I’m sure I could have done this using Pi daughter boards despite the challenges I mentioned earlier. There are trade-offs to both approaches that need to be considered when working on a project. But there is one final advantage to the external boards: they have a lot of twinkly LEDs.

Product photos from Pololu.

10 thoughts on “A Pi Robot Without A Hat

  1. Personally I rarely find myself able to justify the premium for shields or whatever people want to call them. Unless the form factor for whatever reason is absolutely critical or they are dirt cheap. Neither seems to be a common case for me :P

    It’s always amazes me how much money you can typically save by sidestepping them whenever possible. Which is especially important if you are on a budget.

  2. This is the same approach that I am taking for the robot I am currently building. After looking at the requirements that I had, a “hat” just would not work the way that I wanted it too. As a central brain, I went with a Pi 3B, as it has built in wireless and Bluetooth, which freed up those USB ports and allows me to not use an additional USB Hub saving the project from even more clutter.

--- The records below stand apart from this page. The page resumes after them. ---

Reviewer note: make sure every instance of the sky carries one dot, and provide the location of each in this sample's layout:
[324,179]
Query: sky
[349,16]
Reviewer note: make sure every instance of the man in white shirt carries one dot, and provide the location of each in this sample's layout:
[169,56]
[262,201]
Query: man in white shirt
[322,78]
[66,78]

    1. Forgot to mention, the Pi does not run a RTOS, this means that attempting to directly access and use the GPIO for servos, steppers, or other peripherals can end up with some odd behavior when it’s primary OS (often linux) does its housekeeping. An example of this would be servos twitching when they should be holding position. It just makes sense to offload some of the more time critical operations to dedicated microcontrollers that can then interface with the central “brain”.

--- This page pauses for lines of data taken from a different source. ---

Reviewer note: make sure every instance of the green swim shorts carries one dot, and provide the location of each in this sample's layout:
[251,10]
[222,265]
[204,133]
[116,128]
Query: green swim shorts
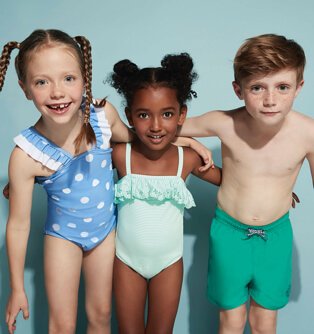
[249,261]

      1. It does not run an RTOS (by default) but you can offload driving servos and motor controllers to an on-chip peripheral, namely the DMA. The DMA can generate up 15 (I think) perfectly stable servo signals directly to the GPIO pins, plus there’s one hardware PWM channel on the Raspberry Pi (granted the kernel support for it is broken because of the clock being shared with I2S or something like that and the kernel claiming not to know that).

        The DMA can similarly be used for inputs such as reading an RC controller’s PWM or PPM signal (but you stilll only have ~15 channels for all of your inputs and outputs). Actually ArduPilot, arguably the leading aerial and terrestrial robot controller firmware, already does all of this in its HAL for the Raspberry Pi (but it can use “hats” too).

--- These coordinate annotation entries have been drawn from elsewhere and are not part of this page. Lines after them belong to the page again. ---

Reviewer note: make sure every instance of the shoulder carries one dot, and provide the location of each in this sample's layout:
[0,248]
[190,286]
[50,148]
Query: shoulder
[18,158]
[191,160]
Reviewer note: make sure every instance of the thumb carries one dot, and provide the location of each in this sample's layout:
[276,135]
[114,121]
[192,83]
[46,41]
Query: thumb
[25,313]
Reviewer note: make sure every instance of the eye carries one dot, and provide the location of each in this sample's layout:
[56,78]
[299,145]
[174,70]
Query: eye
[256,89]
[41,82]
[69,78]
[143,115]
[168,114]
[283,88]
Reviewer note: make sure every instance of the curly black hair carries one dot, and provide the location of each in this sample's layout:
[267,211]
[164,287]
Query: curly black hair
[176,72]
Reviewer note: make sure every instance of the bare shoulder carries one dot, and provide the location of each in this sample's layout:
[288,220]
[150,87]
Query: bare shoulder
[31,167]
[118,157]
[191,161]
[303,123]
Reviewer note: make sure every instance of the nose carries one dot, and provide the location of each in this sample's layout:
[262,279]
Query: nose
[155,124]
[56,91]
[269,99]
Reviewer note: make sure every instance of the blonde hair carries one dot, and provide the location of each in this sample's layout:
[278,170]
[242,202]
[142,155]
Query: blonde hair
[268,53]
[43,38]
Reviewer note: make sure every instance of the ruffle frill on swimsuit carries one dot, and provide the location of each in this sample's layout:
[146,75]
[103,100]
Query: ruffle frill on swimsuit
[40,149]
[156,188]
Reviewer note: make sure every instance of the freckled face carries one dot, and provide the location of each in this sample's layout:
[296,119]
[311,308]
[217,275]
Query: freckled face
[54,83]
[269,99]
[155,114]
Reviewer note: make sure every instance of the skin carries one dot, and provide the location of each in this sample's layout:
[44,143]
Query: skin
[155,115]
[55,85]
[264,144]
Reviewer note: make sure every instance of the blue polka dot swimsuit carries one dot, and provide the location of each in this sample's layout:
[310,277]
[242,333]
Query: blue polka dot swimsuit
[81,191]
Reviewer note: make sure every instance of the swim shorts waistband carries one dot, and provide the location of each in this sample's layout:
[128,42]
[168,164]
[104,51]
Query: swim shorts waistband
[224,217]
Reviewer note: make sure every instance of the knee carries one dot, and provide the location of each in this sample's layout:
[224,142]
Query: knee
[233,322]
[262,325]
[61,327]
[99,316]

        I could never find a justification for a board like the Maestro or the servo and analog shields/hats. Even if you don’t want to do all of this on the main controller, a $1.50 *duino Pro Mini will happily take the load off your Linux board and you can communicate with it through your port of choice, I2C, serial, SPI. If you want neat cabling, use a proto board to make a completely passive hat to hold all of the servo 3-pin headers and the optional *duino.

        (Note: I2C communication is cool but it’s designed for *inter*chip* communication, not inter-module. The standard rates it for signal lines up to 10cm iirc)

        1. Good point about the DMA, it’s one of those black magic aspects of processors I’ve never looked at.

          For me reaching for a Maestro is a given because it’s COTS. There is always a tradeoff between use COTS and get it done versus let’s work on an equivalent device while the main project sits on hold. Besides, I’m a software guy, not a mechanical or hardware guy.

  3. Maestro controllers can be quite useful for dev speed, especially for those just starting out. (PC to USB serial control over a bunch of servos and some basic IO, no embedded programming)

    One warning; the output pulses to control the servos are staggered, not synchronised with one another. For example if you have fast servos and want three to move at once, there’s no way to do that – you’ll find that the servos move at very slightly different times.

    (If you need very precise timing, then RC servos are unlikely to work well – but one might often only discover the precision issue just before deadline!)